Suber echoed his teammates sentiments, even more strongly so. He also dropped the mantra for the Hounds moving into this final quarter of the season, one his teammates will hopefully pick up, internalize, and live up to – every match is vital here on out, there can be no mistakes or missteps, everything is a playoff game now.

“Yeah, it’s heartbreaking for real. We’ve got 10 games left, we’ve got to win everything at home if we want to have a shot of playoffs,” Suber said. “To get the goal at the 90th minute is great, and we know we’ve got five minutes to seal the deal and they get a goal out of nothing. It’s heartbreak pretty much, all I can say.”

“It’s very disheartening,” he continued. “So many things could’ve gone differently in that last minute to prevent the goal. It just kind of sums up how the season has been going for us. The ball isn’t bouncing the way we want it, but how we don’t secure that win at home is just heartbreaking and discouraging to the team. But we’ve got to go out, we know we have nine games left. There’s still a chance to  make the playoffs. We’ve got to regroup and get back out on Monday and try to go again.”

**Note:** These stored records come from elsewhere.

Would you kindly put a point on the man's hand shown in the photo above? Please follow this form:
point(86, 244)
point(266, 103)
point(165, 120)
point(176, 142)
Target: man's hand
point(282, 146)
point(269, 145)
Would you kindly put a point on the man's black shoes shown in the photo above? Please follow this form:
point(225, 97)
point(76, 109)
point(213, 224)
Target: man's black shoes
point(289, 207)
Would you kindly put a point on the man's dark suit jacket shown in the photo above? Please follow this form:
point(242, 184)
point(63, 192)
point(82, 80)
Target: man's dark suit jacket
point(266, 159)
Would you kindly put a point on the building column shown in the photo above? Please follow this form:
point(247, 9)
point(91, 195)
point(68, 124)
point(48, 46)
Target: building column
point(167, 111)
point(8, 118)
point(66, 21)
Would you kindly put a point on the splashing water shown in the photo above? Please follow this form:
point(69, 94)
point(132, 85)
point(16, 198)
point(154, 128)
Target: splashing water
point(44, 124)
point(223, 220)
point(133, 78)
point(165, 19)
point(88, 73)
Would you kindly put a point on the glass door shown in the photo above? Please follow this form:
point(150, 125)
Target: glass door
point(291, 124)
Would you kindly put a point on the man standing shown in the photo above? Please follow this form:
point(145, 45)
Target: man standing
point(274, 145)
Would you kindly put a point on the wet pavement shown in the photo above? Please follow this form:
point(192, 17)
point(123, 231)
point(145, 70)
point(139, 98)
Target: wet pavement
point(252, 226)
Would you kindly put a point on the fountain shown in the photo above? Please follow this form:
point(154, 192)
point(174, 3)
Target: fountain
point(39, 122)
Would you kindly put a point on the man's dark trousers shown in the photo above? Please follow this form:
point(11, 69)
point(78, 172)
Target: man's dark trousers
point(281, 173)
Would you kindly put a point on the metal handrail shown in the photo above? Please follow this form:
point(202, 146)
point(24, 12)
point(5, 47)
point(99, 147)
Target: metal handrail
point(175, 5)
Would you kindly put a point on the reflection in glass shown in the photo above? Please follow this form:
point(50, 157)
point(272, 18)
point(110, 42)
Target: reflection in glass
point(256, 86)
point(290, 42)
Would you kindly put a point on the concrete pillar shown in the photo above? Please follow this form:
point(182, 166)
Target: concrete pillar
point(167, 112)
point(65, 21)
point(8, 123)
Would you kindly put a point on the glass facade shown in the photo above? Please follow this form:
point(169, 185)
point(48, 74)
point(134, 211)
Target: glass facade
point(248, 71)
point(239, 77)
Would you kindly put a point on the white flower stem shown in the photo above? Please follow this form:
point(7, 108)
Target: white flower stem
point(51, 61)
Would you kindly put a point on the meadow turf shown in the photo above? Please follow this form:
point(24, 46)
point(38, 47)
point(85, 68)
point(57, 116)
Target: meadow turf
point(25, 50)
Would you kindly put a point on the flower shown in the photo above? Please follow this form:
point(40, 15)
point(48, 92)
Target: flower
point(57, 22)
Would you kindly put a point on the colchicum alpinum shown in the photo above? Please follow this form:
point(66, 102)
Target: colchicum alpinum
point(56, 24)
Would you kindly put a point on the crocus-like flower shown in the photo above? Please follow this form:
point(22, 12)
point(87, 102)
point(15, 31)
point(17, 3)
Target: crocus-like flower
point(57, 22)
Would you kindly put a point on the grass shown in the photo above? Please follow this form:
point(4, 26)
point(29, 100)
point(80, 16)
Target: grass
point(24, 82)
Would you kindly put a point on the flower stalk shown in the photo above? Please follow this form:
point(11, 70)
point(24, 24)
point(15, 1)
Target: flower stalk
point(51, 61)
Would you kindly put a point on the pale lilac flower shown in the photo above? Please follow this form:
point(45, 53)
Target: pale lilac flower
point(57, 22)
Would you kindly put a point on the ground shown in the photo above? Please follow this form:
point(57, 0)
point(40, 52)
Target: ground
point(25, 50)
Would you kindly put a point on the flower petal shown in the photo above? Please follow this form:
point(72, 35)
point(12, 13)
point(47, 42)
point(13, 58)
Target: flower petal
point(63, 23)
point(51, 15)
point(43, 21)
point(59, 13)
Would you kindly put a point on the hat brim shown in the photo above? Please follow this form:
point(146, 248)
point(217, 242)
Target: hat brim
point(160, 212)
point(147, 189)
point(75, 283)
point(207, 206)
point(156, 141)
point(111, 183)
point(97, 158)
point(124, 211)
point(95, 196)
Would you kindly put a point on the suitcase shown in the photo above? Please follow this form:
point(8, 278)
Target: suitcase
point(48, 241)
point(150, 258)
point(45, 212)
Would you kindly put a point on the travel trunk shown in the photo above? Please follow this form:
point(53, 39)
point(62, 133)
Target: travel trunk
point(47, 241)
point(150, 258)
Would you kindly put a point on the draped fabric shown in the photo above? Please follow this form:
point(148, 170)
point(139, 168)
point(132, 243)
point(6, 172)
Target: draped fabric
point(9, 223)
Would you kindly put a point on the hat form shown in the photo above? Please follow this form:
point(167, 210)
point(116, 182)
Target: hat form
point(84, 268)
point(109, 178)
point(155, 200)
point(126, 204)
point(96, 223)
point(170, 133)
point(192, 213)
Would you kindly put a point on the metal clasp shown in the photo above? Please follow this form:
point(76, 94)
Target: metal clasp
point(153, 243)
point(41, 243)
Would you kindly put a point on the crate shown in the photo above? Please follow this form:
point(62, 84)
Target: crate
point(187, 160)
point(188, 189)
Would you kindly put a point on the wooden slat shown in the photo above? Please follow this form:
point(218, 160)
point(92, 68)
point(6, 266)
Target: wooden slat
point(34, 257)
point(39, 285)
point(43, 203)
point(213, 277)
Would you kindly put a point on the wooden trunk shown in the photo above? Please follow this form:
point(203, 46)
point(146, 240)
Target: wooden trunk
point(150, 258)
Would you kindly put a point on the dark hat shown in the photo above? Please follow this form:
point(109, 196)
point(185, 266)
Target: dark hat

“Yeah, 100%, we try to talk about it before every game that we don’t want to wait for them to score a goal to start the game,” Suber said of the early Switchbacks goal. “And I feel like that’s what we did today. Eventually we came back into it, but we’ve got to know that from that first whistle – especially now with just nine games left – that everything is a playoff game. If we want to make the playoffs, everything is win or go home at this point. And we’ve got to know the urgency in the first 5-10 minutes is what’s going to determine the game eventually. Obviously, we had a bad start to the game, we fixed it, but it’s not going to happen like that every time. So we’ve got to come out on the front foot every game from now on and just try to keep fighting.”

The Hounds will get their bounce-back opportunity next weekend, as they open up a two-game road stretch in Birmingham before traveling to Indianapolis. They’ll then close out their final seven games of the year with four at home – Rhoed Island, Birmingham again, Charleston, and El Paso – as well as three on the road – Tampa, Miami, and Loudoun.